23. Quant à la question de la levée de l'immunité, la Cour estima que l'article 6 § 2 de l'Accord relatif à l'ESOC ne s'appliquait pas aux requérants ; ceux-ci n'avaient en effet pas été employés par l'ASE, mais avaient travaillé pour l'organisation en vertu d'un contrat de travail conclu avec un tiers. Il n'y avait donc pas lieu d'examiner si la disposition en question entraînait la levée de l'immunité et si elle s'imposait à l'ASE.

24. Par ailleurs, la Cour fédérale du travail ne constata aucune violation du droit d'accès à un tribunal protégé par l'article 19 § 4 de la Loi fondamentale (Grundgesetz), les actes de l'ASE, organisation internationale, ne pouvant être considérés comme étant des actes de puissance publique au sens de cette disposition.

25. Enfin, la Cour fédérale estima qu'il n'était pas inhabituel d'accorder aux organisations internationales une assez grande latitude dans les questions de personnel. Les dispositions relatives à l'immunité de l'ASE ne se heurtaient pas aux principes fondamentaux du droit constitutionnel allemand. Les employés de l'ASE pouvaient saisir la Commission de recours interne, ou les contrats de travail devaient prévoir l'arbitrage conformément à l'article XXV de l'annexe I. En cas de contrat contraire à la loi sur le prêt de main-d'œuvre et non visé par la disposition susmentionnée, l'employé concerné n'était pas privé de protection juridique : il avait la possibilité d'engager une action contre son employeur.
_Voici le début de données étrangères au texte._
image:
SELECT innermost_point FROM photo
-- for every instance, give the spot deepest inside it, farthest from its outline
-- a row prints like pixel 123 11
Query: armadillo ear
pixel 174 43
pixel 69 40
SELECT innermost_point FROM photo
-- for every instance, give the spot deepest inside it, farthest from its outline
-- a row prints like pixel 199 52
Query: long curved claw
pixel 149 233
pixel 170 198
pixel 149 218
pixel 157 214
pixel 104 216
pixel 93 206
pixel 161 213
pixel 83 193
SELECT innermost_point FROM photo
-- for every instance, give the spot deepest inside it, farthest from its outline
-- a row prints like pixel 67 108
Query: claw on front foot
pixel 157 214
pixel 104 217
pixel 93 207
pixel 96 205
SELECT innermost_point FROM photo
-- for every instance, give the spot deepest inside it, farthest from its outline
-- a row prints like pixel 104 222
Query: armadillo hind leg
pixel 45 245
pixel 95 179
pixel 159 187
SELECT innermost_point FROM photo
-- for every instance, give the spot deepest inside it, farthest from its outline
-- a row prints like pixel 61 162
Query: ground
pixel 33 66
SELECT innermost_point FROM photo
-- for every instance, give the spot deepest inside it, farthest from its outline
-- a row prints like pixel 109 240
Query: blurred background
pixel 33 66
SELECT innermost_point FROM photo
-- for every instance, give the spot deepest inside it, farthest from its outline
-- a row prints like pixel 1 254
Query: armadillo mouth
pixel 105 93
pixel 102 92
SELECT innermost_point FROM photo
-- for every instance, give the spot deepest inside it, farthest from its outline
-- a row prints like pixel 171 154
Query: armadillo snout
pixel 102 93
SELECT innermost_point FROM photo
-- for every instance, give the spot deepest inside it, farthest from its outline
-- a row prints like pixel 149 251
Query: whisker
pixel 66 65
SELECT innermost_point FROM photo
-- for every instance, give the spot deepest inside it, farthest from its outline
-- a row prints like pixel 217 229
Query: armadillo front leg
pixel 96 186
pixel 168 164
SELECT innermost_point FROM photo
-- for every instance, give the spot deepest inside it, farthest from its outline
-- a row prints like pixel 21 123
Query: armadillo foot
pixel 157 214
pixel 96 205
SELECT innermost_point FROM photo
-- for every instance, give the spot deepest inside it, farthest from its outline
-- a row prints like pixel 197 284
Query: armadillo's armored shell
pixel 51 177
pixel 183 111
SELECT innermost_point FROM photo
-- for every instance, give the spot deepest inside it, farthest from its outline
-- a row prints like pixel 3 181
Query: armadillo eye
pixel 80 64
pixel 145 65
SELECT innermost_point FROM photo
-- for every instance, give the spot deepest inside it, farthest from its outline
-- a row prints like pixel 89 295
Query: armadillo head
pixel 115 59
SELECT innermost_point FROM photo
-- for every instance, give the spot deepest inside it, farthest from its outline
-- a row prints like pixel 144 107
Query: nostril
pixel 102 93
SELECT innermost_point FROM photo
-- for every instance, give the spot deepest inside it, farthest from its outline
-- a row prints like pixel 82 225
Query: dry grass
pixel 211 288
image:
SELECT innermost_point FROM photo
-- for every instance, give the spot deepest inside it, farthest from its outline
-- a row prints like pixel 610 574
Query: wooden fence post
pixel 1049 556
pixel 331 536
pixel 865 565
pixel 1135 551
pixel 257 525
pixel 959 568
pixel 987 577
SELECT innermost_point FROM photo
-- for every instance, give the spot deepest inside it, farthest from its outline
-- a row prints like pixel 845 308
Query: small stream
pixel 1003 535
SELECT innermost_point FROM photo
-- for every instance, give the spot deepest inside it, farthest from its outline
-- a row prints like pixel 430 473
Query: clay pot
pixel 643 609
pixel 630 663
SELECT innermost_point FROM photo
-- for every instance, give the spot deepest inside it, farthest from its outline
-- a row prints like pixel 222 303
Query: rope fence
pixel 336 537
On ne pouvait décider dans le cadre d'une procédure devant les juridictions du travail si les requérants pouvaient exiger, au regard du droit public allemand, que le gouvernement allemand agisse de façon concrète et use de son influence pour qu'en l'espèce l'immunité soit levée ou l'affaire soumise à une procédure d'arbitrage international en vertu de l'article XVIII de la Convention de l'ASE.